Ball Tempering should not be allowed as it will harm the fair nature of the game

October 27, 2013, 16:24 GMT


It should stay illegal but other rules like the 4 players outside the circle rule should be changed because cricket is turning into a complete batsmen's game.

October 27, 2013, 7:39 GMT


The only ball tampering I want to see, is when a batsmen hits the ball so hard that the shape of it gets changed - that should be legal

October 26, 2013, 3:57 GMT


How on earth did this question not become relevant before? I believe Harsha wrote an article on this sometime ago, but it faded without recognition.

I would say yes, but with serious reservations. I have no idea how you would track the degree of ball-tampering or how you would enforce it without regular inspections. How would this even work?

The batsmen have had rules adjusted in their favour. They haven't been told they can hold wider bats or something that gives their means more reach.

Perhaps it should be legalized, but only during overs when its already fairly old (20-30 over mark) and you want to get more swing and turn through. But even this has flaws in the logic.

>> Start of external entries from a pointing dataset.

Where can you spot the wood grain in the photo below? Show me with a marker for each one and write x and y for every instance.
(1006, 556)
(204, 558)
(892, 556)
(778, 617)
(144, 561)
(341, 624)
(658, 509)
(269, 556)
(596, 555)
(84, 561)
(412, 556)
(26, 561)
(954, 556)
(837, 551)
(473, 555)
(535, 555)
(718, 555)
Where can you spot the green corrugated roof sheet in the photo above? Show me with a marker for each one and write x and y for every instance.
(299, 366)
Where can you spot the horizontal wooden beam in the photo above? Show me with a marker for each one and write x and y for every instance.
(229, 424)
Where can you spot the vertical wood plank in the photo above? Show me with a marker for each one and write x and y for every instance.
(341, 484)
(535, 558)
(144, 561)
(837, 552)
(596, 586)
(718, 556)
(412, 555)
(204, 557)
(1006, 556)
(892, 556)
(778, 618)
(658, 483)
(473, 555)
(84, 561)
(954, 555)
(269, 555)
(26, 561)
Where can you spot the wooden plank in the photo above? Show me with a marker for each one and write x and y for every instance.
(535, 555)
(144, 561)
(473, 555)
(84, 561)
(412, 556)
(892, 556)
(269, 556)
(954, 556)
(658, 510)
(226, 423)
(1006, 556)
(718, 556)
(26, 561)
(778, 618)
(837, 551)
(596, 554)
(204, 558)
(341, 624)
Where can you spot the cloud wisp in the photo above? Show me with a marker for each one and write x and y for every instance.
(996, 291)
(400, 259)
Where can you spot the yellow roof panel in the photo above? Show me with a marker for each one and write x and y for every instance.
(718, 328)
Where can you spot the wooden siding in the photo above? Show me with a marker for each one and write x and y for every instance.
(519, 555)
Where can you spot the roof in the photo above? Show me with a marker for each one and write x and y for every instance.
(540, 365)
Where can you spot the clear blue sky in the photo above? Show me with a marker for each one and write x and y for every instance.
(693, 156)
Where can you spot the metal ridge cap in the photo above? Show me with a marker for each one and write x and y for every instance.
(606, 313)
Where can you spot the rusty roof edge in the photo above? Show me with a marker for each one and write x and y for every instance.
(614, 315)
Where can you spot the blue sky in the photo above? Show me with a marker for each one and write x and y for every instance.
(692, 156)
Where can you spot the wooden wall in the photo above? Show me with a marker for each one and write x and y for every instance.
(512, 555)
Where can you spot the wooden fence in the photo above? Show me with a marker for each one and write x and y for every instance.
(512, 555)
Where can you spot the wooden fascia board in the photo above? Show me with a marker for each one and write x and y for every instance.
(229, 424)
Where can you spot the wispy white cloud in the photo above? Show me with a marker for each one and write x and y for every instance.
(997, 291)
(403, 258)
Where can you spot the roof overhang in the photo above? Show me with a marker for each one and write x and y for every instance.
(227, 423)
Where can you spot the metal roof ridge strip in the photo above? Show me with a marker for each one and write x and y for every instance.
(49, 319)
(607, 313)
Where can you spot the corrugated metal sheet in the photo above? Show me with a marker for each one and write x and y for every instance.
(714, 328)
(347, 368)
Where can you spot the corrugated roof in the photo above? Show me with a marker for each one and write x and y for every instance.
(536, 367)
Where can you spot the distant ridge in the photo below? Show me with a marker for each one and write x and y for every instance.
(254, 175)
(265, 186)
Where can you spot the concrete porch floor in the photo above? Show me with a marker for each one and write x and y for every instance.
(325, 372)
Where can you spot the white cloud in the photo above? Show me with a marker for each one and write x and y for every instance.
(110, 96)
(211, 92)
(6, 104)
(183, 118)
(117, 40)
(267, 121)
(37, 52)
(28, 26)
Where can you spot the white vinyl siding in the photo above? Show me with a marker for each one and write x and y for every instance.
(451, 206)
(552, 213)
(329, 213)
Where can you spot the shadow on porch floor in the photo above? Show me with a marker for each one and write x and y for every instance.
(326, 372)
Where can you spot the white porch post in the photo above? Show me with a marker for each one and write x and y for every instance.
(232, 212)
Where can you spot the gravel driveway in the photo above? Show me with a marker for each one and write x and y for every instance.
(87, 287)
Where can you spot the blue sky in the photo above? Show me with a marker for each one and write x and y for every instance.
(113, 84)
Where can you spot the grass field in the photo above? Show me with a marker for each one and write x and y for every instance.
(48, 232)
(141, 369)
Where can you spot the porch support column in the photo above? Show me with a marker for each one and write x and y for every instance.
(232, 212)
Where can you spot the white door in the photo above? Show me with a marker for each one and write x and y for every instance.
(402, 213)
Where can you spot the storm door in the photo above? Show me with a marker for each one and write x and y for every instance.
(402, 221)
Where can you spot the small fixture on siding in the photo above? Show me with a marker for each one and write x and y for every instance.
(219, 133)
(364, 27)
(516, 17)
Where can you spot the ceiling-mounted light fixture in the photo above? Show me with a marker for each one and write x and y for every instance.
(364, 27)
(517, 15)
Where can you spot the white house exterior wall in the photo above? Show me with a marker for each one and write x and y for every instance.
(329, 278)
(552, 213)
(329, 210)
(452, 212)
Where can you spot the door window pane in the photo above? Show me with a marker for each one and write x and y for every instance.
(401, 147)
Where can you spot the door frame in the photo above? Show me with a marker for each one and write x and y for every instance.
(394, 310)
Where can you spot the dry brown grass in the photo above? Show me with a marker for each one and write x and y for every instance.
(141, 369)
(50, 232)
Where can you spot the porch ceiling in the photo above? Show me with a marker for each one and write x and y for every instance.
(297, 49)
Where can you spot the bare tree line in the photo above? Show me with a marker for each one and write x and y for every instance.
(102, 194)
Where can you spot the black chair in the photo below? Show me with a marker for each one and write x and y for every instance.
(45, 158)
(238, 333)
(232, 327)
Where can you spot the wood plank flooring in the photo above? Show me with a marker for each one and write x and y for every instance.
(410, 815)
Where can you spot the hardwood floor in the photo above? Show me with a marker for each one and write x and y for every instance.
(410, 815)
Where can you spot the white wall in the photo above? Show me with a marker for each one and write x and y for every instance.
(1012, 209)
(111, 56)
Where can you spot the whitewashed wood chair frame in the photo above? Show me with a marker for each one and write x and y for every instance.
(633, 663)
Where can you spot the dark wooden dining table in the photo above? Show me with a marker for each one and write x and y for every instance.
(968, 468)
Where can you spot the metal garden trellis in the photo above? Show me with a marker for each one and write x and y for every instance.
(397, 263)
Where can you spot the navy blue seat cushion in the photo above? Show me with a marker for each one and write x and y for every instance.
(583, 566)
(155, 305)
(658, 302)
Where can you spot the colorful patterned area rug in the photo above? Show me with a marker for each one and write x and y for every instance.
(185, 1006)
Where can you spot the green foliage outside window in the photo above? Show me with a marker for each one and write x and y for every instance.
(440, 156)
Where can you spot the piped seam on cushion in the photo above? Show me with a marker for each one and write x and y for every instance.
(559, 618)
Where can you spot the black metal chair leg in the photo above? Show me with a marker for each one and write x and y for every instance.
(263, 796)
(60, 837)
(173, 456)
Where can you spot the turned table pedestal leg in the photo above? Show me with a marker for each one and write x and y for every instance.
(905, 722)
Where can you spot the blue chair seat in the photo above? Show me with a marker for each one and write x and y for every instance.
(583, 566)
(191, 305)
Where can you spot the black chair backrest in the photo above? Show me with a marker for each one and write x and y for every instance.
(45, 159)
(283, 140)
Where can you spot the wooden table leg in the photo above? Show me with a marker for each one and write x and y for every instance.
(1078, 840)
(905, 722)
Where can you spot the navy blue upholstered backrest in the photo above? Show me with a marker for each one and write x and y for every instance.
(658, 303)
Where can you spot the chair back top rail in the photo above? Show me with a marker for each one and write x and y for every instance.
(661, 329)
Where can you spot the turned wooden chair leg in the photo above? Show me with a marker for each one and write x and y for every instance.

October 28, 2013, 3:35 GMT


No. Never. "4 players outside the circle" rule should be changed. These days the game's completely turning out to be a batsmen's game. The rules should all be reviewed and the charisma of the game should be brought back from the 90's.

October 27, 2013, 13:49 GMT


Yes, let tampering be legalized. There will be new positions created in the team apart from batsman, bowler, wicket-keeper and all-rounders - the ball tamperer. If needed be the no. 11 position be replaced off a bowler. Ball tamperer may be equipped with different tools like, you know, knives etc. (Onion cutting or potato peeling personnel working in different restaurants may look for a new career in cricket! BYE BYE, NATURAL REVERSE-SWING BOWLERS). Only then the game of cricket will be super balanced and entertaining!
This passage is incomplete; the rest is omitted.